Voice/Vision Holocaust Survivor Oral History Archive

Zofia Szostak - 1985

Children

And the end of the story, the woman who was hiding the Jewish child?

So she was uh, hiding a Jewish girl, I believe, not a boy, only a girl...

So the child was not with the parents?

Yes. And somebody, somebody, denounced her, you know, and the Germans came, and they says, "Are you hiding a Jewish child," and she says, "No, they are my all own, own children, and one is the...one is my, my sister's child," you know. "And my sister is sick, so I am, I am watching her while the mother is sick." So okay, say a prayer and they ask, they ask children, and they knew how to, how to say a prayer, and poor Jewish child didn't know how to say. So they, they just laugh and says, "Alright, if you, if you want, if you love Jewish child so much, then you can keep it," and they shot it right in front of the mother. Those other children, you know, the woman got mad, you know, went mad. But this, this was one, one thing, you know, that I, I heard about this, because people were talking about it.

This was in Bochnia?

No, this was in Kraków.

In Kraków. Um, let me ask you a question about um, after the war. Do you um, have you talked to your children about this? You, you have a daughter that...

Oh, yeah. Now my oldest daughter was born in England, and uh, three were born over here, in America.

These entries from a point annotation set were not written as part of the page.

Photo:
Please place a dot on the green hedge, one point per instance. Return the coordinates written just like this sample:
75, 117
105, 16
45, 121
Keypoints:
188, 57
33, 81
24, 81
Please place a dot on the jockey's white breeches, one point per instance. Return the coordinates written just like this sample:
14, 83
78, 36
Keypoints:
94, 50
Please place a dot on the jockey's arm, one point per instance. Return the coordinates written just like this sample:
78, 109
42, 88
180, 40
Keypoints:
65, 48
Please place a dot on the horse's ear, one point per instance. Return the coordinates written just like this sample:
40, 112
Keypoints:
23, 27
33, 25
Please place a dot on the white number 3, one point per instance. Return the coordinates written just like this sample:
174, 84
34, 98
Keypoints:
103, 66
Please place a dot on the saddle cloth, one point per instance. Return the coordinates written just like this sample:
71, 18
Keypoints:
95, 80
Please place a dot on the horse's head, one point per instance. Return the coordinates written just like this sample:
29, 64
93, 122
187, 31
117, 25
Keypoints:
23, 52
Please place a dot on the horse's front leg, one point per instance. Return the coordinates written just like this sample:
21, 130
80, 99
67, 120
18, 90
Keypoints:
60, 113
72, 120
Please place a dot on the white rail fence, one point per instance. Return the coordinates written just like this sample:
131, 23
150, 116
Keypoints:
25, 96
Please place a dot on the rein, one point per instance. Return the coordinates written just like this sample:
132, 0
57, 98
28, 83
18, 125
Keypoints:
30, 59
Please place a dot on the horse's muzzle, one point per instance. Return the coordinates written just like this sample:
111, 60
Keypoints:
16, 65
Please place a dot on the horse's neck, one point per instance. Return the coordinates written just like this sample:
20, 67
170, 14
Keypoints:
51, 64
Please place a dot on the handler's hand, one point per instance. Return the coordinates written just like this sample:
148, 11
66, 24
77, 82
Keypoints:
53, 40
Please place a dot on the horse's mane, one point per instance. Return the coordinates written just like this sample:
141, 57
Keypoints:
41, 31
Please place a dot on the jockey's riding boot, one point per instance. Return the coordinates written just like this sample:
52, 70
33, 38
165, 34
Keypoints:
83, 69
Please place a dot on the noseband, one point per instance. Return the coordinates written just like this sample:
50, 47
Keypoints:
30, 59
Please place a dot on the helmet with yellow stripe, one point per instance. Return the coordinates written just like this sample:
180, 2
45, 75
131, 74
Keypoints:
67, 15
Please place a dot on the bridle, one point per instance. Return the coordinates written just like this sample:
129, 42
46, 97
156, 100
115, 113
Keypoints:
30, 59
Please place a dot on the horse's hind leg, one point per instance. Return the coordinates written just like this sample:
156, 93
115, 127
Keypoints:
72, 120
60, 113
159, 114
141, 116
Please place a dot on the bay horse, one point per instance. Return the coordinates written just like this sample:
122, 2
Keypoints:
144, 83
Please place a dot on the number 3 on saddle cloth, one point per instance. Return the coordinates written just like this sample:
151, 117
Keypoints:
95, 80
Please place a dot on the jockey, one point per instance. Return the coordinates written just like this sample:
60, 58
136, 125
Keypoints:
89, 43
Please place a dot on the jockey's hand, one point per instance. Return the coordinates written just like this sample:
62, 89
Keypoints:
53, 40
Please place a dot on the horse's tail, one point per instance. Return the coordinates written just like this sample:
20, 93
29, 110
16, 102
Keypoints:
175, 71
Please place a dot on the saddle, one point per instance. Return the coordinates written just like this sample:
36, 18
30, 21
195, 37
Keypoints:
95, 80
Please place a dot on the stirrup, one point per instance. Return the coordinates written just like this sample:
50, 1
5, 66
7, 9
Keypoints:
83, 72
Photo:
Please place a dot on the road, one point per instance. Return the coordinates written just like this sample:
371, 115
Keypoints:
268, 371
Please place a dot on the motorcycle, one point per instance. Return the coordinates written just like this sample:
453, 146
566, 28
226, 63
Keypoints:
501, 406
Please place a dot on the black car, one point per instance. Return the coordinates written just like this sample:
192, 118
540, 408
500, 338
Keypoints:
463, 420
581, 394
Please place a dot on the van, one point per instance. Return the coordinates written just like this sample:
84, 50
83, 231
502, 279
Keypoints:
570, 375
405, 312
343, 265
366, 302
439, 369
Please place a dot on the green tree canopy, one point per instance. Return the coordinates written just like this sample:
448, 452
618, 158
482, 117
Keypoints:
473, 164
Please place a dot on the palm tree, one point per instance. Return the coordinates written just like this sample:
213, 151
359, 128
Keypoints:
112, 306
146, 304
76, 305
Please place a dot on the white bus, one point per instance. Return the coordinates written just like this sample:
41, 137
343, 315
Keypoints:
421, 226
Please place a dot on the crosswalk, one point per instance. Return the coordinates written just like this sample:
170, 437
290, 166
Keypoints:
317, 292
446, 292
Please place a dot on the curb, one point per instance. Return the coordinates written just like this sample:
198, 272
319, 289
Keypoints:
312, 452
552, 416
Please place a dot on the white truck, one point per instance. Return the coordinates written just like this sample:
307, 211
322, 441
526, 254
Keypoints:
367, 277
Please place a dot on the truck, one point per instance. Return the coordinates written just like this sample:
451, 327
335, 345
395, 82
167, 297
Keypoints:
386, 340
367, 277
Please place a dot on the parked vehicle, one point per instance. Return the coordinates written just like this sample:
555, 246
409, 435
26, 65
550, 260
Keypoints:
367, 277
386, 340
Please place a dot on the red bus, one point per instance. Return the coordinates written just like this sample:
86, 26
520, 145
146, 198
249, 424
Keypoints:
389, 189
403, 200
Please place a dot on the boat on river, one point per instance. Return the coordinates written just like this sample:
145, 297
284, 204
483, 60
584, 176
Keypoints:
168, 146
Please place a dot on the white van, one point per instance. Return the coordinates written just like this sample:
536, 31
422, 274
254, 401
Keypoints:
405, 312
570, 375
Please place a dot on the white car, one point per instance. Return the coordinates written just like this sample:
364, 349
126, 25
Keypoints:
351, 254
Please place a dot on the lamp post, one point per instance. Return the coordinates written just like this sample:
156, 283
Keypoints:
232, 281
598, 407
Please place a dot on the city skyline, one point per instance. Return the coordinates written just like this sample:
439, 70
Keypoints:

I try to talk to them, but you know, uh, it's just like about lots of uh, lots of Polish uh, Polish affairs, where the...those things were discussed, as a matter of fact, during our, you know, daily, daily life. My husband was sometimes remembering something in the evening, or I was saying, our friends were coming, so we were always talking about. If children were present, they had...but you know, they never paid attention to it. Never. And then when one day I started saying something, and my, my husband said, "Do you know, they too young; and let them be happy. Let them be happy for a little while, and believe that the world is so good. Later on, when they will be able to deal with those things, we will tell them," you know. And uh, when we wanted to tell them, when, you know, we decided this is the time, they, they really were not interested, you know, "Ah, this is, this is all what things you always keep on saying." And in fact, we came out as old, how to say, "fogeys," you know? Who really don't uh, don't, you know, all live in past, have nothing to say, you know, or understand life over here, only just, just living with uh, whatever was Polish or whatever was happening over there. And I doubt that they really believed in, in this. Now too uh, when they started going to high school, and I'm not saying about my oldest daughter, now she plainly refused to listen to this, but my other, other daughters, you know, they learned a little bit during uh, history classes, you know, in school. And uh, lately, just like last--when was this--two years ago, when two, three years ago when my, when Mary was going to, to St. Florian and they had, they had a school about the, they had a class about the Holocaust over there, and their teacher, you know, wanted, wanted to talk to me.